Scully: While we share a faith in science, I have come to the understanding that the science that we were taught takes us but a distance towards the truth.

(I like Scully better as a skeptic than a believer, but it's a wonder she hasn't taken this perspective from the start. One of her greatest moments as a scientist was in End Game, where even if she didn't understand the alien toxin that was killing Mulder, she used science to save his life. Scientists aren't usually so hubristic as to assume that science has explained everything. A scientist might claim that science can eventually - or theoretically - explain everything. But just because a scientist encounters something that science hasn't explained, doesn't mean that the scientist will dismiss its existence out of hand - unless it's a well-established hoax, as most paranormal activity is in the real world (but not, as we've seen, in the world of the X-Files). No, in the face of apparent evidence suggesting the existence of "extreme possibilities", a scientist wouldn't stubbornly shut her eyes, she would get out her lab equipment and study it, in the hope of logging documented evidence of the phenomenon, and maybe extend science's reach a little in the process - just the sort of thing that might win a scientist academic esteem - especially if said scientist had previously tarnished her reputation by joining a paranormal investigative division. It would be the proof to redeem her decision in the eyes of her superiors who look down on her).

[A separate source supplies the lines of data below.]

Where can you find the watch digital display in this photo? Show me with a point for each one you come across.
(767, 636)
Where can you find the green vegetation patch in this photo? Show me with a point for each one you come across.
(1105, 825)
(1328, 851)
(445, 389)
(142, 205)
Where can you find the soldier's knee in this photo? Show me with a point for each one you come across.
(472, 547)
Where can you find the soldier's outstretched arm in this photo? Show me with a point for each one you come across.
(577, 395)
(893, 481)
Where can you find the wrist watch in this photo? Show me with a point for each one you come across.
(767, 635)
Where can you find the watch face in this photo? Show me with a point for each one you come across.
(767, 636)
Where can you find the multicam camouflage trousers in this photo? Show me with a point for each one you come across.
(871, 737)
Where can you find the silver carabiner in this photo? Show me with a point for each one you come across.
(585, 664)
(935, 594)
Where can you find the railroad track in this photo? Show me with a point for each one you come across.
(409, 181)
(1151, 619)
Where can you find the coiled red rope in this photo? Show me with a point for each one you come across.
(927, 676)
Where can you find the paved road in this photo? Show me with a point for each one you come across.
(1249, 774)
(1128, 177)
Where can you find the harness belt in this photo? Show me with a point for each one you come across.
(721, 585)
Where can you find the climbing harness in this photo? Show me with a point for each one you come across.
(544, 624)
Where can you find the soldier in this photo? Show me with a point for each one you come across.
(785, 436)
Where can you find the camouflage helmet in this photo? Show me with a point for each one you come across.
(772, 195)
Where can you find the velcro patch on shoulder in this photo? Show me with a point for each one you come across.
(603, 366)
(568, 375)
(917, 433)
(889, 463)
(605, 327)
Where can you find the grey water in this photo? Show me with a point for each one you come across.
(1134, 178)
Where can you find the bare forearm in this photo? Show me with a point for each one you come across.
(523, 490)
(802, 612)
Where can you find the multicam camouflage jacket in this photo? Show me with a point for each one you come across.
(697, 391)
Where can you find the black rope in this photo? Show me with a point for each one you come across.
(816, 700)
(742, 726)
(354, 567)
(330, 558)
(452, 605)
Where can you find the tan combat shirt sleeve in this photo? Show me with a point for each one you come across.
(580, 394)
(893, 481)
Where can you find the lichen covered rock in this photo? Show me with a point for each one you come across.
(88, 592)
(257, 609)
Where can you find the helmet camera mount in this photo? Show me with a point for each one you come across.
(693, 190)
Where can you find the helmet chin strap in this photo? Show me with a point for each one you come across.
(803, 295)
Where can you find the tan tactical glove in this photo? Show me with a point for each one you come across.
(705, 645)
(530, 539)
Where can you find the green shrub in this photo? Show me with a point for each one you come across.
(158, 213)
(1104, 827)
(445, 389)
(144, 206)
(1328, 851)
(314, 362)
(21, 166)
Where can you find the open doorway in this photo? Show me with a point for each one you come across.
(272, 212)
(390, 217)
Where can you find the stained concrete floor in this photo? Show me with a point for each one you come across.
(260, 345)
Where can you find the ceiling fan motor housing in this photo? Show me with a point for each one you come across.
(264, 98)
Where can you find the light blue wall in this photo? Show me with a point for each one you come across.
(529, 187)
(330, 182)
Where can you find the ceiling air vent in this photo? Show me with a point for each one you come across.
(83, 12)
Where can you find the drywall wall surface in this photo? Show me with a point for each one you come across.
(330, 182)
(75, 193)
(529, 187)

(Also, I know Scully is Catholic - to her detriment - but I don't like the phrase "faith in science". Faith is something you have in the absence of evidence. The whole point of science is that it backs itself up. You don't need to trust it, because whether it's right or wrong, it'll let you know either way. So rather than faith, one should have confidence in science - not as the truth, but the most reliable method that will lead to the truth).

Smoking Man: You see a man lying here - a seemingly weak man. But I am the most powerful man in the world.

Smoking Man: The world will go on - just in my image, instead of God's.
Reyes: You think you can play God?
Smoking Man: No, not God, certainly.

Smoking Man: Every man has his weakness. Mine was always just...cigarettes.

Smoking Man: Neither you nor I could save mankind from self-extermination.
Mulder: So you plotted your end game?
Smoking Man: I just changed the time table. Everyone still dies in the end.

Smoking Man: The ultimate irony: the defeat of the big-brained beasts by the tiniest, unthinking microbes.

(War of the Worlds much?)

Tad O'Malley: It would now appear...we go out...with a whimper...a frightful, deafening silence.